Note that the only difference between s1 and s2 is the capital ‘T’ in s2’s “Test.” Comparing s1 and s1 for equality yields true, as expected, while s1 and s2 are not equal because of the capital ‘T’.
To understand the output of the lexicographical_compare( ) tests, you must remember two things: first, the comparison is performed character-by-character, and second that capital letters “precede” lowercase letters. In the first test, s1 is compared to s1. These are exactly equivalent, thus one is not lexicographically less than the other (which is what the comparison is looking for) and thus the result is false. The second test is asking “does s1 precede s2?” When the comparison gets to the ‘t’ in “test”, it discovers that the lowercase ‘t’ in s1 is “greater” than the uppercase ‘T’ in s2, so the answer is again false. However, if we test to see whether s2 precedes s1, the answer is true.
To further examine lexicographical comparison, the next test in the above example compares s1 with s2 again (which returned false before). But this time it repeats the comparison, trimming one character off the end of s1 (which is first copied into s3) each time through the loop until the test evaluates to true. What you’ll see is that, as soon as the uppercase ‘T’ is trimmed off of s3 (the copy of s1), then the characters, which are exactly equal up to that point, no longer count and the fact that s3 is shorter than s2 is what makes it lexicographically precede s2.
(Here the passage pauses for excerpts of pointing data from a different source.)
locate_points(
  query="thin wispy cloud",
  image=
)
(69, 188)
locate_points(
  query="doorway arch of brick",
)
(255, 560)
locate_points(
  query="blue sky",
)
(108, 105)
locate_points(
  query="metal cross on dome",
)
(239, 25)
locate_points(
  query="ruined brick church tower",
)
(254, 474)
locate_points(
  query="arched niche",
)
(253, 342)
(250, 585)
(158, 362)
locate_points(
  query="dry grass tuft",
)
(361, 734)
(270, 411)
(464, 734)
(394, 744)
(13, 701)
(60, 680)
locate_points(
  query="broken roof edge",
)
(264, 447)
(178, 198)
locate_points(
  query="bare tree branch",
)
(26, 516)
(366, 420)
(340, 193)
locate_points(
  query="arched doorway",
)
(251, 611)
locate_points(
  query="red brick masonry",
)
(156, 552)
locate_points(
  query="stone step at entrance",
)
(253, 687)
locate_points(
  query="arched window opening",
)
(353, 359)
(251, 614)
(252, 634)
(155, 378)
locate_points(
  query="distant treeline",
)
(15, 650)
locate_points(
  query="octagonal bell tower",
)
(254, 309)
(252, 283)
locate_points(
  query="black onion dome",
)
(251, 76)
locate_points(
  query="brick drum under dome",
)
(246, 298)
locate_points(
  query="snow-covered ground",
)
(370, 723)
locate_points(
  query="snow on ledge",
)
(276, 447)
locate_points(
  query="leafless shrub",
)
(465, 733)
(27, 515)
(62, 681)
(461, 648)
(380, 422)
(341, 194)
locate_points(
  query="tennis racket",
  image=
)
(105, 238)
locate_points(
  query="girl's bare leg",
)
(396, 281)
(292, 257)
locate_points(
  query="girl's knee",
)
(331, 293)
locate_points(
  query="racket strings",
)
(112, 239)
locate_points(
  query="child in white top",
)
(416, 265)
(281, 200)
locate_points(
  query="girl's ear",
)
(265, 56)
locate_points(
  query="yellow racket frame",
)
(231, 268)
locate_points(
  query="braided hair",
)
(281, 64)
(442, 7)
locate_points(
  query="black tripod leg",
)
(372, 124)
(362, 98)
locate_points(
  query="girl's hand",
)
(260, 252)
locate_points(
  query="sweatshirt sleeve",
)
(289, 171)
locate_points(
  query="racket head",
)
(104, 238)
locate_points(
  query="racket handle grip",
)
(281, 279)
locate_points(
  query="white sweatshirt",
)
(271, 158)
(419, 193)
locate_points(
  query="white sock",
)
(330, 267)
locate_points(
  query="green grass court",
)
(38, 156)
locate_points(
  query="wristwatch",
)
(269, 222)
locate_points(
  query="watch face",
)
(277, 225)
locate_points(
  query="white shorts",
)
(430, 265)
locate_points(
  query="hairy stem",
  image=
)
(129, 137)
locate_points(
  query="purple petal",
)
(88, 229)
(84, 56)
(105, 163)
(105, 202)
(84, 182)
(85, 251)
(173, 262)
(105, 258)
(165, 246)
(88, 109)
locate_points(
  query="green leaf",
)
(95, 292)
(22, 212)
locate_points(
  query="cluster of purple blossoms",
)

The final test uses mismatch( ). In order to capture the return value, you must first create the appropriate pair p, constructing the template using the iterator type from the first range and the iterator type from the second range (in this case, both string::iterators). To print the results, the iterator for the mismatch in the first range is p.first, and for the second range is p.second. In both cases, the range is printed from the mismatch iterator to the end of the range so you can see exactly where the iterator points.
Removing elements
Because of the genericity of the STL, the concept of removal is a bit constrained. Since elements can only be “removed” via iterators, and iterators can point to arrays, vectors, lists, etc., it is not safe or reasonable to actually try to destroy the elements that are being removed, and to change the size of the input range [first, last) (an array, for example, cannot have its size changed). So instead, what the STL “remove” functions do is rearrange the sequence so that the “removed” elements are at the end of the sequence, and the “un-removed” elements are at the beginning of the sequence (in the same order that they were before, minus the removed elements – that is, this is a stable operation). Then the function will return an iterator to the “new last” element of the sequence, which is the end of the sequence without the removed elements and the beginning of the sequence of the removed elements. In other words, if new_last is the iterator that is returned from the “remove” function, then [first, new_last) is the sequence without any of the removed elements, and [new_last, last) is the sequence of removed elements.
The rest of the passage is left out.